By applying cloud-computing technology found in massive data centers to smaller-scale IoT deployed in the field, edge computing will revolutionize embedded systems. Mouse clicks will be all that is needed to deploy new software. The wealth of data generated by IoT endpoints will be speedily analyzed and acted upon. Systems will be deployed quickly and securely managed and operated. Edge computing ultimately will enable rapid development and deployment of novel services, raising the embedded world’s innovation rate.
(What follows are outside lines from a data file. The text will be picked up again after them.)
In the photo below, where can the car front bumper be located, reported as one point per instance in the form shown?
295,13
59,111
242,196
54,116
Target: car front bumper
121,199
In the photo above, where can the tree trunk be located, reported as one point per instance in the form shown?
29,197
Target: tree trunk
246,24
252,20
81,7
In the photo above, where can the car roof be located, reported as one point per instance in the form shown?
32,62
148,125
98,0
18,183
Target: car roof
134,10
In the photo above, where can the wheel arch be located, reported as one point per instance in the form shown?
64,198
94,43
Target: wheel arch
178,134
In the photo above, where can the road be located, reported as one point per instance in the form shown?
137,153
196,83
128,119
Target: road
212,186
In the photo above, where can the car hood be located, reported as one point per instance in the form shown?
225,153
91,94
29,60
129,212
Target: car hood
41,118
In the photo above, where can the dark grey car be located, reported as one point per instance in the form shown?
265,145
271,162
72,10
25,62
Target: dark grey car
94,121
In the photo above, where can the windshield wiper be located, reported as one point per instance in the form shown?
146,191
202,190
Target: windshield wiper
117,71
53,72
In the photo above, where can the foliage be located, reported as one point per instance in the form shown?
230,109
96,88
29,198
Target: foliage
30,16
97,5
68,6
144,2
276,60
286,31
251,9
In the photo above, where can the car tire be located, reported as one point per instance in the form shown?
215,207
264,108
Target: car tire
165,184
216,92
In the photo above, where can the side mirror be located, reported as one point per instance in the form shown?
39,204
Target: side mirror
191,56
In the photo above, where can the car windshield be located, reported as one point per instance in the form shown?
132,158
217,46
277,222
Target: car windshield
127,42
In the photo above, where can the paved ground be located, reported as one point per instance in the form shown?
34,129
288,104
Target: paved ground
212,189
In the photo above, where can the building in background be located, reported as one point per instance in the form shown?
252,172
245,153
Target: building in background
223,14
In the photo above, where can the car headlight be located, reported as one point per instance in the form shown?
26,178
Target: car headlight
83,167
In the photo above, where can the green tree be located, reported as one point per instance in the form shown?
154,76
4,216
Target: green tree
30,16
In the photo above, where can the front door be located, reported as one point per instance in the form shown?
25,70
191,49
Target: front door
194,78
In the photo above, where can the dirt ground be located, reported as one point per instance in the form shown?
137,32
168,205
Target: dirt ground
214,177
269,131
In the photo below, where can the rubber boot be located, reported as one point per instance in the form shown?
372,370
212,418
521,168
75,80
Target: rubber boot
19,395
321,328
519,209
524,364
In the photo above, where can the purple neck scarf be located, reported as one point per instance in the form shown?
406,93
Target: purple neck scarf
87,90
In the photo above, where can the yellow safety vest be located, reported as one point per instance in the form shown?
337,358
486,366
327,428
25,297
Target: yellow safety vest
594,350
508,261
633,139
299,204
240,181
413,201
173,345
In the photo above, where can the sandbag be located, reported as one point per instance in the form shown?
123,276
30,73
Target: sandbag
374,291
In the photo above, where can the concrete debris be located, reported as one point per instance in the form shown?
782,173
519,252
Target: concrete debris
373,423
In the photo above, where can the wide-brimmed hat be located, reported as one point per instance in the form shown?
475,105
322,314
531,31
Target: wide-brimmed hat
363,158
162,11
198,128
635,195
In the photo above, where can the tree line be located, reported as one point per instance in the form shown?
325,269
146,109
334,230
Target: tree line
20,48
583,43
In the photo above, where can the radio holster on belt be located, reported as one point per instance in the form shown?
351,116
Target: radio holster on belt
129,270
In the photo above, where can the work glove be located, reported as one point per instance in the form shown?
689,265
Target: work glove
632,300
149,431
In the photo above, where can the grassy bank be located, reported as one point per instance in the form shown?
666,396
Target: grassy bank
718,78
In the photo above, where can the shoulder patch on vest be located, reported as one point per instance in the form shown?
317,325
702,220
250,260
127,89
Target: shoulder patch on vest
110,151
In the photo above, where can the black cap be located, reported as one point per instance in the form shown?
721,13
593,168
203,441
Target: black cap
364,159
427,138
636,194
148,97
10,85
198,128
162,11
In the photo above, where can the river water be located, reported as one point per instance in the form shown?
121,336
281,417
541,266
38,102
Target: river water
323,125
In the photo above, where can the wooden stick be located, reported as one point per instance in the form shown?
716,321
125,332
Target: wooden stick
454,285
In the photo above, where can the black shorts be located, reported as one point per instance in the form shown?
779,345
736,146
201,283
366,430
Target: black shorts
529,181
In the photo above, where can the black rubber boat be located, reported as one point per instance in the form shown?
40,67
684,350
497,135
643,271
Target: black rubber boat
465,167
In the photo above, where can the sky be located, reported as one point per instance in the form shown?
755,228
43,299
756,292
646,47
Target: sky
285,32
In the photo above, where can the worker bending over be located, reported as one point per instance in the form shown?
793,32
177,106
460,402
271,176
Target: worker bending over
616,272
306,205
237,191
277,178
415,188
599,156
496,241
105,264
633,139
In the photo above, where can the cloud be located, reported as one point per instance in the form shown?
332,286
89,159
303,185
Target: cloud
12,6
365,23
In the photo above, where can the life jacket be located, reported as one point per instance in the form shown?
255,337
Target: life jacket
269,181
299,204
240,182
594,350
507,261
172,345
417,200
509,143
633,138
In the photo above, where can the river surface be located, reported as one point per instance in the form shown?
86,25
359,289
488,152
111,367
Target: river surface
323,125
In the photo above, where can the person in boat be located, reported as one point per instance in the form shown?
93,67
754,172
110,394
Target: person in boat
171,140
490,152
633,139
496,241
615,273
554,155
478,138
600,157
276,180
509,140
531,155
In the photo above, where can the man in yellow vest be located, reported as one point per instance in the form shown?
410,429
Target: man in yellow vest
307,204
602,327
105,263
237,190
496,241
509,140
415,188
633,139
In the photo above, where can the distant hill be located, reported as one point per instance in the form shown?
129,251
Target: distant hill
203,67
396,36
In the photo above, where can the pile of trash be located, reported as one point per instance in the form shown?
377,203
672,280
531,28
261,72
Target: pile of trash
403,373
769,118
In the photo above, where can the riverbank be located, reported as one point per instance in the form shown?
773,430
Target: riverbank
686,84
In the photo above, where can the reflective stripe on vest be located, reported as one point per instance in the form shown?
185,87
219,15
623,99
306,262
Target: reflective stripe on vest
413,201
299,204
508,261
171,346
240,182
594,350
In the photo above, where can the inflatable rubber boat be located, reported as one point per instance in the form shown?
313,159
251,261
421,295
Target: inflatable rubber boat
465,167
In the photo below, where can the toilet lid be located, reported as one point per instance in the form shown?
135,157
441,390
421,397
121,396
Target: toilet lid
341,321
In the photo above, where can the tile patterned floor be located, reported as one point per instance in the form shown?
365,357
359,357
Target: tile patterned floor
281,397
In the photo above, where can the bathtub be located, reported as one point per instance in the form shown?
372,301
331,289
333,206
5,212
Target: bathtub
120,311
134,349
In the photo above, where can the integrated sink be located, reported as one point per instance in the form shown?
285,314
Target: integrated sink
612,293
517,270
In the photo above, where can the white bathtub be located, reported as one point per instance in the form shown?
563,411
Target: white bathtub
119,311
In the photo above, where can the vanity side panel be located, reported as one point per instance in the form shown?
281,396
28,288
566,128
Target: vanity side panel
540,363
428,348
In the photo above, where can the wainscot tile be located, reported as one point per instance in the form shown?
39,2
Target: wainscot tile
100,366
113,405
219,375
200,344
To understand how, look at how the cloud has transformed information technology (IT). Companies can now provision servers with a click of the mouse instead of physically installing hardware. Software infrastructure such as databases can be provisioned as simply. Big data sets are now easy to handle. Applications can be scaled up and down depending on load. Cloud computing, for the most part, has been centralized and operated by a specialized cloud service provider, such as Amazon Web Services. Enterprises are starting to explore private clouds for IT workloads, and a hybrid approach joins private and public clouds.
In the networking sphere, the idea of placing compute nodes in the access network has been around for a while. At first, people didn’t know what to do with the idea. The usually cited use was for caching. If that’s the only use, deploying a dedicated caching appliance is much simpler. Subsequently, along came Network Function Virtualization, NFV, which applies cloud technology to implement network functions. These functions can be hosted in a data center meaning in the IT cloud, or in the edge network alongside routers, in the access network, or at customer premises.
The term edge computing refers to cloud-style computing at any of these locations outside a big data center, and it’s now apparent that it can be used for IoT generally and not only for networking. Cloud management and orchestration technology can be used to provision new applications within the IoT in the same way as IT managers spin up servers in the cloud. An IOT node can access basic services like storage and databases in the same standardized way they’re accessed in the cloud. Big data sets generated by IOT nodes can be processed close by, reducing the latency between analysis and action and the amount of data that otherwise would have to flow through fat pipes to a cloud data center. In summary, edge computing is a big deal.
Various companies are developing edge computing. Symbiotic with public networks, edge computing has an industry specification group within the influential European Telecommunications Standards Institute (ETSI). ETSI states that multi-access edge computing1 “is a natural development in the evolution of mobile base stations and the convergence of IT and telecommunications networking.” The organization has published various specifications and guidelines on the topic. Various network equipment vendors have offered up their visions as well.
Cloud companies—Amazon, Google, Microsoft, Alibaba, etc.—are also developing edge computing. Having built their core businesses on data and the software for processing it, their focus is on extending these technologies to the IOT. Coming from the industrial automation side, Siemens has developed MindSphere, a cloud-based platform for IoT applications.
The starting point for most of these initiatives is to provide SDKs and APIs for applications on IoT nodes to access services hosted in the cloud, that is, in a remote data center.
The next step is for the services to run outside the data center in edge computing nodes. Ideally these nodes’ resources and those in the data center are completely fungible. Applications do not know where they reside and their location can move as needed. The applications themselves can run on an IoT node, or alongside services functions on an edge-computing node such as an IoT gateway. The latter case especially makes sense if the IoT node is constrained (meaning it is incapable of hosting services).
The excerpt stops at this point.